The Hawaiian monk seal is one of the most endangered marine mammals in the world, numbering only about 1,300-1,400 individuals, most of which are found in the Northwestern Hawaiian Islands. The species is in grave jeopardy of extinction. The largest breeding colony is found at French Frigate Shoals, and during the 1990s that colony has suffered a 55 percent decline because juvenile seals have been starving from lack of available prey. At the same time, the lobster fishery, after massive hauls during the 1980s, has become so depleted that even periodic closures have failed to revive the lobster stocks. NMFS had ignored calls by the Marine Mammal Commission to limit lobster fishing because of its impacts on the seals; it even allows the fishery to operate in the nearshore area designated as the seals' "critical habitat" under the ESA because of its importance to the species' survival. Earlier this year the Hawaiian Monk Seal Recovery Team appointed by NMFS, as well as the U.S. Fish and Wildlife Service, called for a moratorium on lobster fishing for the same reason.
Greenpeace Foundation, the Center for Biological Diversity, and Turtle Island Restoration Network, represented by Earthjustice Legal Defense Fund, filed a lawsuit filed earlier this year charging that the lobster fishery was depriving the seals of food, and that NMFS was violating the Endangered Species Act by authorizing the fishery without adequate assessments of its impacts to the species and its designated critical habitat. Just before the lobster season was to open in July of this year, NMFS, to avoid a preliminary injunction, agreed to close the fishery for the 2000 season. Judge King has now ruled that NMFS has, indeed, been in violation of section 7 of the Endangered Species Act and NEPA by failing to assess the fishery's impacts. He ordered NMFS to keep the fishery closed indefinitely, until NMFS completes both an assessment of the fishery's impacts under the ESA, and an Environmental Impact Statement.
Judge King also ruled that NMFS has been violating section 9 of the Endangered Species Act by allowing the bottomfish fishery to hook seals, to feed the seals unwanted fish containing ciguatera toxin, and to operate without any observers despite evidence that monk seals have been bludgeoned by bottomfish fishermen. Judge King will hold another hearing to determine whether to shut down the bottomfish fishery. (The portion of the bottomfish fishery that operates in the Northwestern Hawaiian Islands and may be affected by the lawsuit is a small fraction of the Hawai'i bottomfish fishery; there are hundreds of bottomfish vessels fishing operating in the Main Hawaiian Islands, and only about a dozen in the NWHI.)
Todd Steiner, Turtle Island Restoration Network's director, noted: "The monk seals are running out of time, and this ruling comes none too soon. NMFS's kowtowing to industry at the seals' expense was totally unacceptable, and we're pleased that the court agreed."

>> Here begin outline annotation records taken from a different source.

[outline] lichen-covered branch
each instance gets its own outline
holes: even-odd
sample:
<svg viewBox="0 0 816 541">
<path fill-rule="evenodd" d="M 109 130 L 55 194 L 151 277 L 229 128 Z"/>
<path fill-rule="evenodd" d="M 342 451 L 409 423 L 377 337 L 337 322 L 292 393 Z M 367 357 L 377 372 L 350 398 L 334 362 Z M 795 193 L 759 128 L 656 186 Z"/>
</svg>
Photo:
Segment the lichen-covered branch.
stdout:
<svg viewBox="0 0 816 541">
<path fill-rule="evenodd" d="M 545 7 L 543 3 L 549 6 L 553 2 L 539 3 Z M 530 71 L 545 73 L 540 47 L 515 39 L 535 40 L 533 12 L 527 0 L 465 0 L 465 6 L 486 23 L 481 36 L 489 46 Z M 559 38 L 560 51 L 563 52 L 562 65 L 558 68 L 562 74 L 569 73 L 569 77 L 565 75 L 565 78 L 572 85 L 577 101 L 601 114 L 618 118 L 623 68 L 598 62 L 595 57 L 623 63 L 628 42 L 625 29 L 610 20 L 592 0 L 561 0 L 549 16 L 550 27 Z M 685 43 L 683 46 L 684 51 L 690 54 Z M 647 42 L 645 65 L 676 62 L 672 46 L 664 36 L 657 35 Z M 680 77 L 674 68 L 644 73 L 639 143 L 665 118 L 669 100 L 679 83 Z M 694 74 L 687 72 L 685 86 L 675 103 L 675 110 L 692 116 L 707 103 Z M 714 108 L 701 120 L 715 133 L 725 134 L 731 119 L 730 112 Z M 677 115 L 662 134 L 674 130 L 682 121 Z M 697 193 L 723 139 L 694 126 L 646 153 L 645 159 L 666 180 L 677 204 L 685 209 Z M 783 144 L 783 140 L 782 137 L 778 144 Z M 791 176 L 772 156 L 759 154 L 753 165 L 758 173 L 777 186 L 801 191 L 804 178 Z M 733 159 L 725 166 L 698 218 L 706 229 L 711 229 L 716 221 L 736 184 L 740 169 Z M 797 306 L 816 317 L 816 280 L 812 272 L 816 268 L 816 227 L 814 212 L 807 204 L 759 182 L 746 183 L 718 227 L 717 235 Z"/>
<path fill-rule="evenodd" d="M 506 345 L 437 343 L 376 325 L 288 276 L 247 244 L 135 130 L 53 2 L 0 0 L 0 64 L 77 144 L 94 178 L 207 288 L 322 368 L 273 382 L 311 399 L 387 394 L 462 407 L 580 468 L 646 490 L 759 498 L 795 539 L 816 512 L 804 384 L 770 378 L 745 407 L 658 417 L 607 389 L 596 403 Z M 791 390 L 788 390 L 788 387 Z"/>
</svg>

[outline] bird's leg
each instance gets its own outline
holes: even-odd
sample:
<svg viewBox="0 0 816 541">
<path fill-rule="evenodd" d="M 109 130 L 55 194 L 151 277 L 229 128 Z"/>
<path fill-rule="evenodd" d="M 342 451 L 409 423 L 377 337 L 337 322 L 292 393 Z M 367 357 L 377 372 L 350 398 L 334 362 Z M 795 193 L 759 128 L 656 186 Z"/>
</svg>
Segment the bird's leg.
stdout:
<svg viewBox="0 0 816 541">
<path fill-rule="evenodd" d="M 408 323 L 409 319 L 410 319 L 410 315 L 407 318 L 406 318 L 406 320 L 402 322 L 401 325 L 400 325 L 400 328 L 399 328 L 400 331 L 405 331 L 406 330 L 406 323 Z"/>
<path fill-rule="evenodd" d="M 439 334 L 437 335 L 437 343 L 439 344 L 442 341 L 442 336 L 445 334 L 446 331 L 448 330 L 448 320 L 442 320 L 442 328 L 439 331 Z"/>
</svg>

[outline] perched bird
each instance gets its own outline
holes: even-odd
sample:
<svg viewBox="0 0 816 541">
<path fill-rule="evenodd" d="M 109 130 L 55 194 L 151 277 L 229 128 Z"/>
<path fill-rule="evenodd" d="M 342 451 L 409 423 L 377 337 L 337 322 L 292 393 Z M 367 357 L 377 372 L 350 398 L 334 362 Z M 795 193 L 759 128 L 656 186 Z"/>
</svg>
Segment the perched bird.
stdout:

Greenpeace Foundation president Sue White declared, "This is a wonderful victory for Hawai'i. Judge King's ruling is important beyond the immediate protection of these highly-endangered animals. By invoking the 'precautionary principle' he has set clear legal precedent that ignorance about impacts to an endangered species does not justify an assumption of 'no impacts'. Judge King has just made extinctions less likely." White, a former biologist who has known many monk seals as individuals, has worked with these enigmatic seals on O`ahu and the NWHI. "I have worked alongside fishermen in many fisheries," said White. "The fishing industry can alter its methods. The monk seal can't".
Paul Achitoff, the Earthjustice attorney handling the case, commented: "Once again, it has taken federal court intervention to force NMFS to shoulder its responsibilities to manage our fisheries responsibly and protect our natural heritage. NMFS has for many years stubbornly refused to take action while the monk seal approaches extinction. I'm particularly pleased that Judge King made it clear in his ruling that NMFS has a duty to get the necessary scientific information before it allows fisheries to operate."